Transaction and Balance Limits
The updated framework imposes tighter caps on balances and transactions for prepaid payment instruments (PPIs). Full-KYC compliant PPIs can maintain an outstanding balance of up to ₹2 lakh, with a corresponding monthly debit limit. Peer-to-peer fund transfers are capped at ₹25,000 per month. Cash loading into PPIs is also restricted to ₹10,000 per transaction.
Small PPI Restrictions
Small PPIs, which require minimal KYC, remain under strict control. These instruments will continue to have a balance cap of ₹10,000. Crucially, they will not offer any provision for fund transfers or withdrawals, limiting their utility to basic transaction purposes.
Interoperability and Usage
A significant stride towards enhanced usability is the mandatory interoperability for full-KYC PPIs. This will be facilitated through established card networks or the Unified Payments Interface (UPI). The RBI's objective is to allow seamless transactions across different platforms, improving the overall user experience.
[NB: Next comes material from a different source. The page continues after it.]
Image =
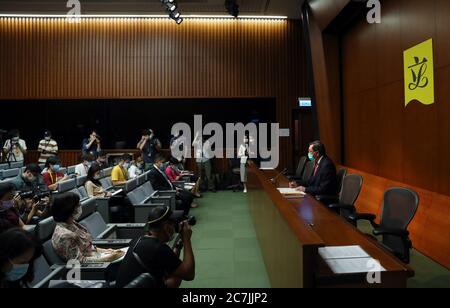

However, cross-border usage of PPIs has not been permitted under these revised norms.
Customer Protection Measures
Customer safeguards are reinforced, requiring issuers to provide clear, upfront disclosure of all charges and terms and conditions. A robust grievance redressal mechanism must be maintained, and all PPI issuers must adhere to the RBI’s Integrated Ombudsman Scheme. In cases of refunds, the amounts are to be credited immediately to the customer’s PPI, even if it temporarily exceeds established balance limits.
Operational Safeguards
Operational integrity is addressed through the requirement for non-bank issuers to maintain dedicated escrow accounts. These accounts must be held with scheduled commercial banks and ensure daily reconciliation between balances and outstanding liabilities. Procedures for deactivation are also clarified: PPIs will be deactivated after one year of inactivity and closed if not reactivated within another year, with remaining balances returned to the source account.
This broad update reflects the central bank's aim to build a standardized and secure digital payments system. By improving risk controls and operational strength, the RBI seeks to balance innovation with financial stability in India's fast-growing digital economy.